An inability to find therapists to work at a Turkish baths is partly why a council is "significantly below budget" this year, a report said.

The council-run venue in Harrogate, North Yorkshire, is described as "Britain's most fully-restored Victorian Turkish Baths".

But the number of empty treatment rooms in the building has prompted concerns over a loss of revenue.

Harrogate Borough Council is now planning a recruitment drive.

An update on the council's financial position showed empty therapy rooms at the Parliament Street baths had seen a serious loss in income.
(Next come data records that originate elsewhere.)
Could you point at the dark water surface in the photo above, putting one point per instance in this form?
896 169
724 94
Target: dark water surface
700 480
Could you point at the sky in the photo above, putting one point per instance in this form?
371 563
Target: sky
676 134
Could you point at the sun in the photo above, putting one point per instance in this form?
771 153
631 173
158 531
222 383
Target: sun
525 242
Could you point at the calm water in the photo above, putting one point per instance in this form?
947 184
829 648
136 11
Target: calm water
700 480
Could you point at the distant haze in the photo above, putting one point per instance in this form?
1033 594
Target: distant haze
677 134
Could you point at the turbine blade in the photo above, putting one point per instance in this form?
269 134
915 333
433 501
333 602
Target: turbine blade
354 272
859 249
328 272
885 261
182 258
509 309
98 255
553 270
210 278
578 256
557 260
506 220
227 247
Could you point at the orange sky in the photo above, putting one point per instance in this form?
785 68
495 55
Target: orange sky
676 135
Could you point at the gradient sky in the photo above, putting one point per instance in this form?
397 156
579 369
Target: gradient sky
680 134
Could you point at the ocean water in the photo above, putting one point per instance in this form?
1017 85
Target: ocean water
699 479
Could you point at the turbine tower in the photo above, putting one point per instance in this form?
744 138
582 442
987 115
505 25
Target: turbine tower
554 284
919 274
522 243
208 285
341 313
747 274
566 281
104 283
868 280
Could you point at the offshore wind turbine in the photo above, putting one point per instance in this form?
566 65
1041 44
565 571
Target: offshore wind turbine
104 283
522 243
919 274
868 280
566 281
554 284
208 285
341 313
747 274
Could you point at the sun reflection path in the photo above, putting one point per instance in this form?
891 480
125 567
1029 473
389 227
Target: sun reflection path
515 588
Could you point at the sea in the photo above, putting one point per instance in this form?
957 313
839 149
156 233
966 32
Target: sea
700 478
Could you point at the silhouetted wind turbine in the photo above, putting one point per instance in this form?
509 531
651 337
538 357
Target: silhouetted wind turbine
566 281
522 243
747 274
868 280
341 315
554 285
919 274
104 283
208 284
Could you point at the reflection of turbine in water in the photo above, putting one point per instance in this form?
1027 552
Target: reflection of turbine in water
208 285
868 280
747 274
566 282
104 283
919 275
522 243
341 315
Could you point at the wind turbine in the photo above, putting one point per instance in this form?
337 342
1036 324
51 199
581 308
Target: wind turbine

The Turkish Baths opened in 1897 and the council took over their management in the late 1990s.

It has a health spa with a range of treatments but faces growing competition from hotels and other treatment centres.

Image source, Google
Image caption,
There are plans for a recruitment open day to attract potential employees to the baths

The report to the overview and scrutiny committee pinpointed an income shortfall at the baths as one of the keys reasons behind a forecasted council overspend of £373,000 for the quarter, said the Local Democracy Reporting Service.

Part of the loss of income stems from the vacant therapist positions, the report said.

"This forecast reflects a shortfall of income of £295,000 because the facility was closed for 10 weeks for refurbishment rather than the budgeted four weeks, together with a significant underperformance in massage and beauty income due to the inability to recruit therapists," the report states.

Therapists can earn about £18,000 a year at the baths.